Here are my notes on base casting: link

Personal logo Sgt Slag Supporting Member of TMP14 Apr 2015 9:41 a.m. PST

You can also make a press-mold, as mentioned, but use polyforma clay for the bases: Super-Sculpey and others, are readily available.

With regards to two-part molds, you DO NOT want to pour the mold agent on top of the master… This will create air bubbles galore! Instead, use a disposable brush, and brush the mold material onto the figure, carefully applying it to the deeper cuts and folds of the master. Once this is done, and cured, apply additional layers, in a thicker manner, possibly pouring the mold material onto the brushed-on layers, but make sure the brushed on layers are not thin, as pouring the mold agent can still form bubbles, which will weaken the mold.

High Temperature RTV Silicone can be purchased from any automotive supply store. This is the material a friend used for making molds with. He applied a thin layer of mold release agent onto the masters, then he brushed on the RTV Silicone, for the first couple of layers, while following up by squeezing the tube, to fill in the remaining bulk. Be sure to put some keys into the mold, such that the two halves will only fit together one, precise way (minimizes mold lines). Also, be sure to apply a layer of mold release agent to the top surface of the bottom mold half, before you start applying the second half of the molding material!

The high-temperature RTV Silicone will allow you to cast using lead tire weights (free from automotive repair shops -- they have to pay to get rid of it!), or you can use more expensive Model Metal, available from Prince August, and other molding suppliers. Lead fishing weights can be purchased, and melted down for casting, but why pay for lead? The smelter can be purchased from fishing suppliers, too. Cheers!

Mingans Marauders Inactive Member14 Apr 2015 1:43 p.m. PST

Thank you everyone for the advice!

I should have noted the two part questions were for later on when we get used to just the general useage of working with molds and not for the bases.

We already picked up OOMOO 30 and I forget the resin, it was in a starter set together. I will have to look at the press cast stuff, seems like it would really useful for small parts!

You know we didnt really even think about dealing with lead, but after you mention it and reading else where that seems useful. Espically for figures or parts of them we want to do later on. Bases just seem overkill if done in metal, lol.

Brushing on the first few coats, never really thought of that but it makes perfect sense. Thank you!
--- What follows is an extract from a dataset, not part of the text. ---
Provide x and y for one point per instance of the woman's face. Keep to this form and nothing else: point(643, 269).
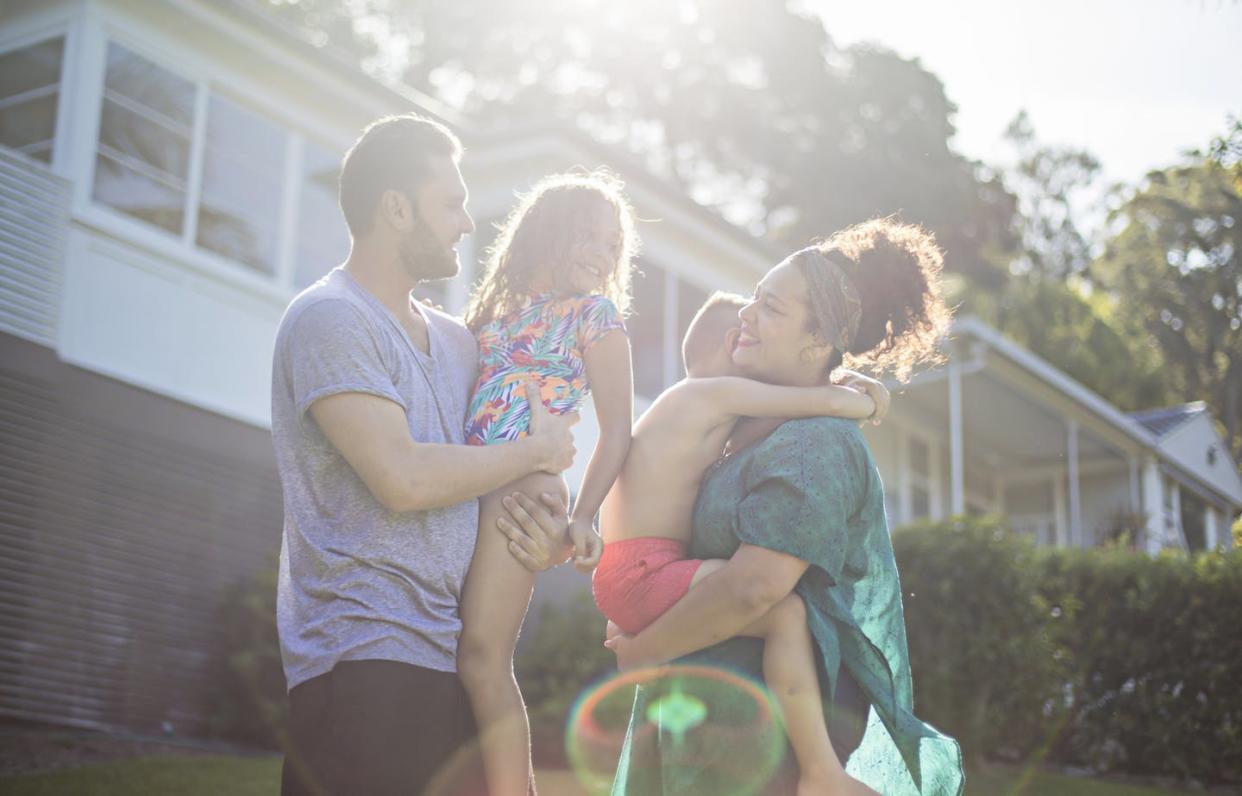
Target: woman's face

Another question, would a figure with parts work best being molded with all of the arms and such on it, or better in pieces? I figure the pieces would work best for making it parts and doing different poses, but would doing it as a full figure just be easier in the end? Or does it depend more on how complex the sculpt is?

Thanks again!

shaun from s and s models Supporting Member of TMP15 Apr 2015 9:11 a.m. PST

unless you have a vacuum or a spin caster any figure with arms on will not mould very well, even the very thin resins do not cast very fine detail ok unless vacuumed.